As of Monday morning, there had been no arrests in any of the weekend’s fatal shootings. Snelling could not provide updates on any investigations, but said detectives were “working really hard on these cases, especially these ones that are involving children.”

 Snelling, like Johnson, called for aggressive action against those involved in these attacks.

 “We have to really stop and think about the mindset of someone who will shoot a child, a helpless child, and unarmed mother, and think that that's okay and go about their days,” Snelling said. “Those people have to be taken off the street, they have to be put away.”

Johnson specifically addressed the “unacceptable” weekend violence in Austin, the West Side community where he lives with his family and where at least 20 people were shot.

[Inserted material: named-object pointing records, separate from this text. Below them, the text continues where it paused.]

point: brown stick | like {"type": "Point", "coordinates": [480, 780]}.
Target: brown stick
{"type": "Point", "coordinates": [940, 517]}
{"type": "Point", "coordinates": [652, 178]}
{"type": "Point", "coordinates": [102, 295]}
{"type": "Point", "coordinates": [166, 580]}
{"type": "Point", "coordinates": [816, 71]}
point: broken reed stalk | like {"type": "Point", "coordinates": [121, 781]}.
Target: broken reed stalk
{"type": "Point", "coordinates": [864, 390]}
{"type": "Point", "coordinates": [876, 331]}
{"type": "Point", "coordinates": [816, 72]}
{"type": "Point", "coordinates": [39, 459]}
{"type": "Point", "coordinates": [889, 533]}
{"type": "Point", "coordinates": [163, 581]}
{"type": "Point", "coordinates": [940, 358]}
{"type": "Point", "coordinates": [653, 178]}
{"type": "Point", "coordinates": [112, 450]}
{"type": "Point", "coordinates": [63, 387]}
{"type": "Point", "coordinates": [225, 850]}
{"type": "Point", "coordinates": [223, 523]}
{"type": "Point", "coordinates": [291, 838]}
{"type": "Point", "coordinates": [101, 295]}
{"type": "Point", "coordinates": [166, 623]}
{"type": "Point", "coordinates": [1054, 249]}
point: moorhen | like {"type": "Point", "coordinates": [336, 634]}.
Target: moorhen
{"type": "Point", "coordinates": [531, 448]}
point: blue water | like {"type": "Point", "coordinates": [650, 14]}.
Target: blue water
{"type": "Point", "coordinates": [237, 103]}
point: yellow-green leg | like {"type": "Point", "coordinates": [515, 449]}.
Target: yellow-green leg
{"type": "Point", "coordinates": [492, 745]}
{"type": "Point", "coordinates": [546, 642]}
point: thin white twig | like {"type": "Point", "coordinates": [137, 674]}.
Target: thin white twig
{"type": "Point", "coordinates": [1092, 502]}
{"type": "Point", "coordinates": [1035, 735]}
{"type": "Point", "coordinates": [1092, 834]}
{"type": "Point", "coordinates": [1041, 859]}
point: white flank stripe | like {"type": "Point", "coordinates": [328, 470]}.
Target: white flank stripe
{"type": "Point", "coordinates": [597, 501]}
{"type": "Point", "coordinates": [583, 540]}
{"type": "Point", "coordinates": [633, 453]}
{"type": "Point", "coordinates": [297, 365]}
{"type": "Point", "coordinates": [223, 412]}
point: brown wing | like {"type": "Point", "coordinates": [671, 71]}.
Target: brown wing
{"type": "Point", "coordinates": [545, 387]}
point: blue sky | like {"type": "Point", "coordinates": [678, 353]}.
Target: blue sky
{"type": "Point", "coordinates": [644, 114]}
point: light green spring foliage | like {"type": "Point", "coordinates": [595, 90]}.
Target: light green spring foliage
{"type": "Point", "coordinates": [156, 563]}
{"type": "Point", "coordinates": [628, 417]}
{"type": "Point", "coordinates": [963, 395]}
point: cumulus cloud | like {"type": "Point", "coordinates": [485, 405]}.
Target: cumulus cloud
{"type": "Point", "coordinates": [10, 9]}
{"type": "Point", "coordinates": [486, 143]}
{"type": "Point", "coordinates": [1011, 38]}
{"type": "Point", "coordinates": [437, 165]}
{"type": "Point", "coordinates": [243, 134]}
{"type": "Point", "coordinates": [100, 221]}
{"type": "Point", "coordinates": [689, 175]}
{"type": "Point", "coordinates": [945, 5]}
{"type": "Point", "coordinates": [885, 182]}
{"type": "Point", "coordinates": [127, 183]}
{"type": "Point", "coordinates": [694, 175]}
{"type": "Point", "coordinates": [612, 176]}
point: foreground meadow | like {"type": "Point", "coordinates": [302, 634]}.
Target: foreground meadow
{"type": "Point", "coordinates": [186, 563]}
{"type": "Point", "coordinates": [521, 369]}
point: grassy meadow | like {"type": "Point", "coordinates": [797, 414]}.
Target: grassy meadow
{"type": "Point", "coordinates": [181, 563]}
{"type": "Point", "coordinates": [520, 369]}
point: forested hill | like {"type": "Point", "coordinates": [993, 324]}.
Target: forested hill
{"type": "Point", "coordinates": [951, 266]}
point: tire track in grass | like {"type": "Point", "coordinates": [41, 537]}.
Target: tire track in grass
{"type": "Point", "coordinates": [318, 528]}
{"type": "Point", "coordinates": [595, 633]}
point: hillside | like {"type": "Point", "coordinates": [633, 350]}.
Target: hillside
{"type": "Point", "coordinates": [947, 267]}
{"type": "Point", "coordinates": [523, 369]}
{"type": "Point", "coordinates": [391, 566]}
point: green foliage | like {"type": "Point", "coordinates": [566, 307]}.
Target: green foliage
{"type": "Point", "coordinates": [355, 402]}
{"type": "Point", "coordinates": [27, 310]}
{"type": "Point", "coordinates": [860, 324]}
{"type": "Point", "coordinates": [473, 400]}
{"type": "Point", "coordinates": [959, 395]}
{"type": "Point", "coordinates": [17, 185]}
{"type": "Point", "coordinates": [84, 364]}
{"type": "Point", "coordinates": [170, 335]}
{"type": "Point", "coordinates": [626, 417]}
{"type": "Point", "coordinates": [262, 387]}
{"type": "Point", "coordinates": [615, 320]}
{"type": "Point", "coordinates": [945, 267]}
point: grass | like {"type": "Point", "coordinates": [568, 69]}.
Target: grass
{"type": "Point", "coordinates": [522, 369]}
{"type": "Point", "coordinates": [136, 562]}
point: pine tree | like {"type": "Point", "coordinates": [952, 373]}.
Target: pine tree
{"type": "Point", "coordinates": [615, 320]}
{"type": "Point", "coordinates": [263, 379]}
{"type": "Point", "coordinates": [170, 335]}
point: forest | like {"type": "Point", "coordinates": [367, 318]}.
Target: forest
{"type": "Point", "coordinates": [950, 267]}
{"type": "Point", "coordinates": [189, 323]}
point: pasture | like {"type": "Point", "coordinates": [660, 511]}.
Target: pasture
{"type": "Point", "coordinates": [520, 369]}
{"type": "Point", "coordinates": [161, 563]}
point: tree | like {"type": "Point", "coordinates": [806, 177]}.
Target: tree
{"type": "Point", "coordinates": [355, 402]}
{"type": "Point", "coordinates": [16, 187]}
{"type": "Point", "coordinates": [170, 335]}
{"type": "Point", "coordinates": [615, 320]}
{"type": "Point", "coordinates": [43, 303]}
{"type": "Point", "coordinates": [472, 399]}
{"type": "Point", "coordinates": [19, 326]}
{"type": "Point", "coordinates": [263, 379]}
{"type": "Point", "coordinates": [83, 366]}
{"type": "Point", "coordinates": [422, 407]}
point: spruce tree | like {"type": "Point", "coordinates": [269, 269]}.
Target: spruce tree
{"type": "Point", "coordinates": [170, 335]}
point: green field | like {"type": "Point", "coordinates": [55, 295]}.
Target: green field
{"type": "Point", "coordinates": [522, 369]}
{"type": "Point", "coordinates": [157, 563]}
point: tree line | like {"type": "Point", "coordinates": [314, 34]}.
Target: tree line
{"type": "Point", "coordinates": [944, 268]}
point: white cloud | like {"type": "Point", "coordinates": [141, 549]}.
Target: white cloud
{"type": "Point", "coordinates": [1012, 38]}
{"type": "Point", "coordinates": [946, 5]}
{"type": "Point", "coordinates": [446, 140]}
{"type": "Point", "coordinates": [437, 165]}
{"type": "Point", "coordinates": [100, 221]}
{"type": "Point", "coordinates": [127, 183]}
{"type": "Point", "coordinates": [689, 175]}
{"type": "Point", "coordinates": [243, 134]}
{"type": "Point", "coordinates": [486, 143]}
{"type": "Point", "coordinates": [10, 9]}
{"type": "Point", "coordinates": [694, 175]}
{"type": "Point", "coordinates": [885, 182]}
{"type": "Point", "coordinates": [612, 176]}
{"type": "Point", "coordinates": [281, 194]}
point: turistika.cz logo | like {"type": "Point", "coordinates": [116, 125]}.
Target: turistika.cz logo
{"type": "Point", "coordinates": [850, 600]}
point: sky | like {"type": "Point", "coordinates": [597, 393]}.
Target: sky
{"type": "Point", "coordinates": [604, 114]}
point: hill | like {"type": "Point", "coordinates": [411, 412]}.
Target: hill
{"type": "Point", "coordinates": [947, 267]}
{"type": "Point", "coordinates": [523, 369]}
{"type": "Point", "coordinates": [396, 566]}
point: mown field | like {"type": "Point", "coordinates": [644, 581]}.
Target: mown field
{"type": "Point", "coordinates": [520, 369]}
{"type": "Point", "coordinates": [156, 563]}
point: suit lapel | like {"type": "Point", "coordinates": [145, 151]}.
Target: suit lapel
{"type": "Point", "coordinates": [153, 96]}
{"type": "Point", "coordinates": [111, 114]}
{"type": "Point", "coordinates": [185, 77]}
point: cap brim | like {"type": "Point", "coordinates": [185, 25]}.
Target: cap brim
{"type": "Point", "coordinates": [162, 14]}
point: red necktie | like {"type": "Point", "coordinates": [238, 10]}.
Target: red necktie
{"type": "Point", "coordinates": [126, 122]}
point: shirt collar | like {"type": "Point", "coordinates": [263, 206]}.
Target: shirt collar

He recalled an earlier shooting in which he and his wife fell to the ground and crawled to their children’s room as the kids screamed in terror. “We’re just hoping we’re not the headline,” he recalled. “And it can’t be that way.”

Although Johnson took a hard stance against the drivers of violence, he also continued to blame shootings on the accessibility of guns and the “root causes” of crime, such as disinvestment.

And while he acknowledged that shooters must be held accountable, he said his “ultimate goal is to transform this city so we cut off the pipeline of boys between the ages of 10 and 19 being either victims or the perpetrators.”

“It is personal,” said Johnson, a former Chicago Public Schools teacher.

Chicago police will open an Emergency Assistance Center near the scene of a mass shooting that left 8 people wounded over the weekend. The center will open Tuesday from 3:30 p.m. to 7 p.m. at Fresco Park, 1312 S Racine Ave for any Chicagoan who has been affected by gun violence.

With the eyes of the world turning to Chicago ahead of the Democratic National Convention, Snelling said the department has separate plans to secure the convention and respond to protests and to handle neighborhood gun violence.

Snelling noted that Chicago has recently seen demonstrations that haven’t resulted in “violent clashes with protesters. “We’ve had our dust-ups,” he acknowledged, “but nothing that made national news."

Some officers are training specifically for large-scale protests and potential unrest, Snelling said. At the same time, department officials are creating a separate plan “to make sure that we’re not pulling resources that are necessary to keep our neighborhoods safe.”

His comments came after two violent weekend in which police resources were stretched thin by the annual Pride Parade and this weekend’s NASCAR race downtown. Some officers had their days off canceled over both weekends, continuing a controversial practice that Snelling has vowed to curtail.

On Monday, he said the number of days off that have been canceled are down significantly under his watch.

“It’s not canceling days off just to cancel days off,” he said. “It’s to make sure that our officers have enough manpower out there to deal with the situation at hand, and make sure that they keep down the violence.

“It keeps them safe, it keeps everyone around them safe, it keeps the city safe.”